Aktionspotential: Entstehung und Weiterleitung

Das Aktionspotential ist die elektrische Grundlage jeder neuronalen Kommunikation und eines der prüfungsintensivsten Themen der Neurobiologie im Abitur. Diese Lektion arbeitet den vollständigen Ablauf systematisch heraus: von der Aufrechterhaltung des negativen Ruhepotentials durch die Kaliumleitfähigkeit und die Natrium-Kalium-Pumpe, über die schlagartige Depolarisation beim Erreichen des Schwellenpotentials, bis zur Repolarisation durch das Schließen der Natrium- und Öffnen der Kaliumkanäle.

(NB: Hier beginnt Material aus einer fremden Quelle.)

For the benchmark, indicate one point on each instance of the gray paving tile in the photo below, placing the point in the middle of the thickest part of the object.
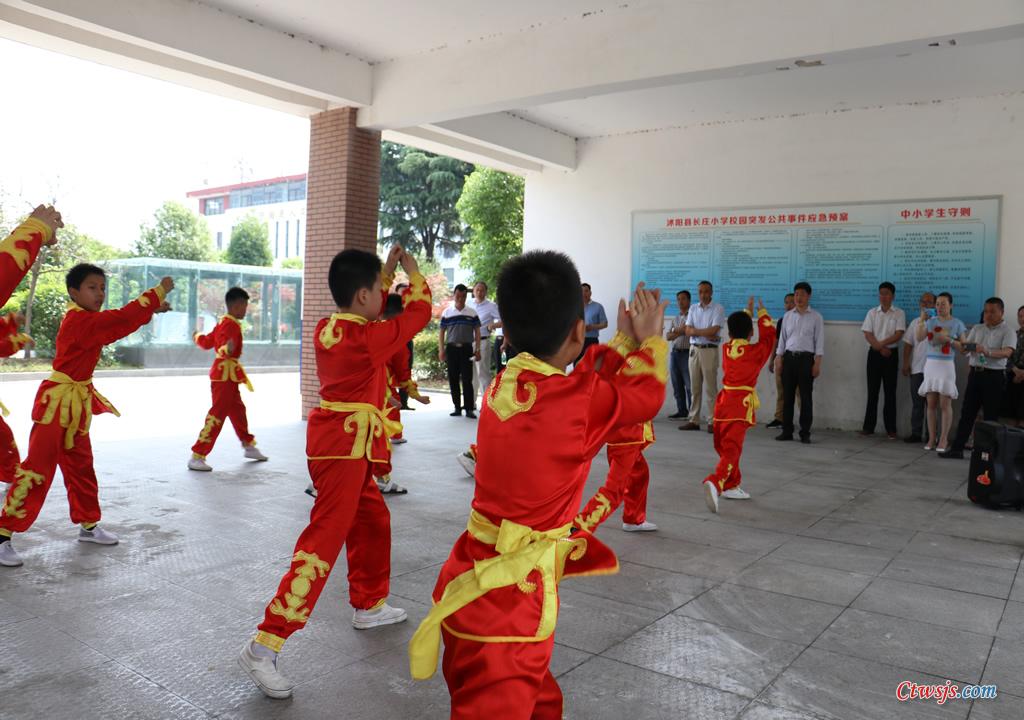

Ein zentraler Fokus liegt auf dem Alles-oder-Nichts-Prinzip: Warum wird ein Aktionspotential erst ab einem bestimmten Schwellenwert ausgelöst, und warum besitzt es dann unabhängig von der Reizstärke immer dieselbe Amplitude? Die Lektion behandelt außerdem die Refraktärzeit als entscheidenden Mechanismus für die gerichtete, unidirektionale Weiterleitung des Signals entlang des Axons — ohne Refraktärzeit könnte sich die Erregung in beide Richtungen ausbreiten.

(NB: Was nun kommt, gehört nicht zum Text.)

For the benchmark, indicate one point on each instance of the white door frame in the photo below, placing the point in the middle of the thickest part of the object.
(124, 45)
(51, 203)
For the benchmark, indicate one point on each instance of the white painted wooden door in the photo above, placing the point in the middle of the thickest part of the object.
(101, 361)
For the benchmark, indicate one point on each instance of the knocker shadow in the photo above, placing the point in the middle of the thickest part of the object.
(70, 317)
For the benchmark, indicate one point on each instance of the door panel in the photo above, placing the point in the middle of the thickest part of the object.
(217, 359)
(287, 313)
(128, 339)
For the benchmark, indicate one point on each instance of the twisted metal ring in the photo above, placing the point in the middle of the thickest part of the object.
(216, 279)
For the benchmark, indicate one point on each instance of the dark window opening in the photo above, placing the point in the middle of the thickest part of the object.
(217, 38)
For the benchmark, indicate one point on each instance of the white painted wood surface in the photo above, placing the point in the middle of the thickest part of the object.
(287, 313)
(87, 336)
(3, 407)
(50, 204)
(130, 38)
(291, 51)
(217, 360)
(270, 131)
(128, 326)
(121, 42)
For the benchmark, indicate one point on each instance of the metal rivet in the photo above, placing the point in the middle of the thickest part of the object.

Die Natrium-Kalium-Pumpe wird im Detail besprochen: Sie transportiert unter aktivem ATP-Verbrauch drei Natriumionen nach außen und zwei Kaliumionen nach innen und ist damit sowohl für das Ruhepotential als auch für die langfristige Wiederherstellung der Ionengradienten nach einem Aktionspotential essenziell. Auch die Hyperpolarisation als kurzzeitiges Unterschreiten des Ruhepotentials wird erklärt, ebenso wie die Vorteile der saltatorischen Erregungsleitung an den Ranvier-Schnürringen hinsichtlich Geschwindigkeit und Energieeffizienz.

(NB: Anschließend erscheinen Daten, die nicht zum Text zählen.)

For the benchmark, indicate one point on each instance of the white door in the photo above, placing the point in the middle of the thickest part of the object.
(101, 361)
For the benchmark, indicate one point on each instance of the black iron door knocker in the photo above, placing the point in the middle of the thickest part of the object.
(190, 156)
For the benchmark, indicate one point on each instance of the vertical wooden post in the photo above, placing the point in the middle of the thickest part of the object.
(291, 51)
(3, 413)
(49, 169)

Alle zehn Fragen sind eigenständig beantwortbar und kombinieren elektrophysiologisches Faktenwissen mit kausalem Verständnis. Diese Übung ist ideal zur gezielten Vorbereitung auf Abiturfragen, die das Aktionspotential häufig mit den Themen synaptische Übertragung und Reflexbögen verknüpfen.

  • Die Phasen des Aktionspotentials (Depolarisation, Repolarisation, Hyperpolarisation) korrekt beschreiben können
  • Die Funktion der Natrium-Kalium-Pumpe für Ruhepotential und Ionengradienten erklären können
  • Das Alles-oder-Nichts-Prinzip begründen können
  • Die Bedeutung der Refraktärzeit für die gerichtete Erregungsleitung darstellen können
  • Vorteile der saltatorischen Erregungsleitung gegenüber kontinuierlicher Leitung benennen können

Die saltatorische Erregungsleitung basiert auf der isolierenden Wirkung der Myelinscheide und der Konzentration spannungsabhängiger Kanäle an den Ranvier-Schnürringen. Die Natrium-Kalium-Pumpe transportiert unter ATP-Verbrauch aktiv 3 Natriumionen nach außen und 2 Kaliumionen nach innen.

Beispielfrage

Welche Faktoren tragen maßgeblich zur Entstehung des negativen Ruhepotentials bei? Wählen Sie alle zutreffenden Antworten.

Antwort anzeigen

Die hohe Permeabilität der Membran für $\text{K}^+$-Ionen durch Leckkanäle., Die Anwesenheit negativ geladener organischer Anionen im Zellinneren, die die Membran nicht passieren können.

Das Ruhepotential entsteht primär durch den Ausstrom von Kalium-Ionen entlang ihres Konzentrationsgradienten und die fixierten negativen Ladungen (Proteine/Anionen) im Inneren.